Surgery for right forearm removal. 3.5 weeks after ulnar resection, the right forearm was surgically removed in four hens from group C and five hens from each of the experimental groups (SC and ABD). Surgery for the removal of the right forearm in the remaining 15 hens (five hens in each group C, SC and ABD) was performed 7 weeks after resection.
Diazepam (Apaurin®, Krka, Slovenia) 0.5 mg/kg and ketamine hydrochloride (Narketan®, Vetoquinol, Switzerland) 20 mg/kg were administered to hens for surgical treatment. The operative field of the right olecranon was cleaned of feathers and prepared, and the right forearm was surgically removed. Animals were postoperatively placed under antibiotic therapy with Enrofloxacin 10 mg/kg BM (Vetoflok® 5%, Veterina d.o.o., Croatia) for 8 days. The removed right ulna was further processed for the preparation of histological samples, so the ulna was preserved in 10% formalin solution after removal of the surrounding soft tissue.
Radiographic controls. The first X-ray scan to evaluate the healing of the critical ulnar defect was performed immediately after ulnar resection in all 30 hens. The second control was performed 3.5 weeks after surgery on all surviving 29 hens, while the third control was 7 weeks after ulnar surgery in the remaining 15 hens (five hens in each group, C, SC and ABD). X-ray evaluation of changes in the macrostructure of the studied area of the ulna of all groups of hens was performed by visual analysis of radiographs. The observed variable was the presence of the bone bridging the critical size defect (marked as present (+) or absent (-)).

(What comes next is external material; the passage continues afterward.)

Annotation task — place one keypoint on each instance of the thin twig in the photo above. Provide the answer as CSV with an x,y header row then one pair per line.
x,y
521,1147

Bridging was considered present if bone callus formation was observable. All radiographs of the studied area of ulnas were recorded by an X-ray machine (Siemens®, Germany) of 40 kV exposure and 6 mAs and processed with a digital reader Agfa CR30-X. Radiography of all operated animals was performed in sagittal projection.
Histological analysis. All bone samples were subjected to histological sample procedure. They were first cut at a 45-degree angle to the longitudinal axis of the bone with a dental circular saw to obtain histological specimens. They were then placed in 10% formaldehyde solution for fixation. After that they were demineralised in a mixture of 15% aqueous formic solution and 4% hydrochloric acid for 14 days. These obtained samples were then embedded in paraffin blocks, which were cut on a microtome (Microm) to a thickness of 3 micrometres (Lillie et al., 1976). After that, fixation on slides for further staining and analysis under a light microscope (Nikon, Eclipse E600) followed. Samples were analysed at different magnifications (40x, 100x, 200x, 400x) to determine the type of callus. Callus type was assessed by the following scale: 1. no callus formed, 2. fibrous (only fibrous callus observed), 3. mixed (fibrous and bony callus observed) and 4. (bony callus observed).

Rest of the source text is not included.